Ketika diakui salah (meski yang disalahkan oleh Mendikbud sebagai “focal point” adalah para pengeritik yang disebut Mispersepsi) dan dikoreksi, karena sebuah PP, tentu prosesnya tak mudah. Tahapan wajib dalam SOP membuat PP akan diikuti dan semua pihak yang terlibat akan bersungut – sungut dan menggumam “kok jadi dungu berjamaah ya…” dan karena yang tandatangan adalah Presiden, jelas beliau yg bertanggung jawab atas kesalahan berjamaah ini.
Meskipun jika jujur mengakui bahwa antara UU Thn 2003 tentang Sisdiknas dan UU Tahun 2012 tentang Dikti tidak sinkron dalam substansi kata Pancasila dan Bahasa Indonesia, namun Presiden pasti sudah menghitung bahwa pembantunya pasti bekerja korek. Jelas tak mungkin semua regulasi dibaca tuntas dan saya duga beliau akan melihat paraf di buram final dan tanda tangan. Namun, harus diakui, karena itu PP, maka sejogjanya Presiden membacanya dan melakukan koreksi.

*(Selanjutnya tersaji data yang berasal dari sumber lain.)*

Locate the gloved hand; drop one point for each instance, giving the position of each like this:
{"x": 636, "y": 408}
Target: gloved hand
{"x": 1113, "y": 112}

Jika Presiden masih mempercayai Mendikbud terus memegang jabatan, nampaknya beliau wajib menyertakan “mentor pendidik” khusus yang mengawal Menteri ini agar lebih banyak membangun komunikasi dan komplai pada tata kelola yang baik (Good Governance), karena jika Presiden peduli dengan catatan rekam jejaknya, cukup sering kebijakan Pendidikan yang dikeluarkan menimbulkan kegaduhan.
Saya akhirnya faham mengapa di militer ada istilah “Clean Staff Work” karena jika tidak bersih alias perfect di dénia Hankam, maka bisa saja sebuah dokumen akan memantik terjadinya perang, keys dan lain sebagainya. Bukankah yang tanggungjawab Panglima juga? Dalam kasus PP di atas Panglimanya Presiden RI dan untunglah “hanya” bidang Pendidikan.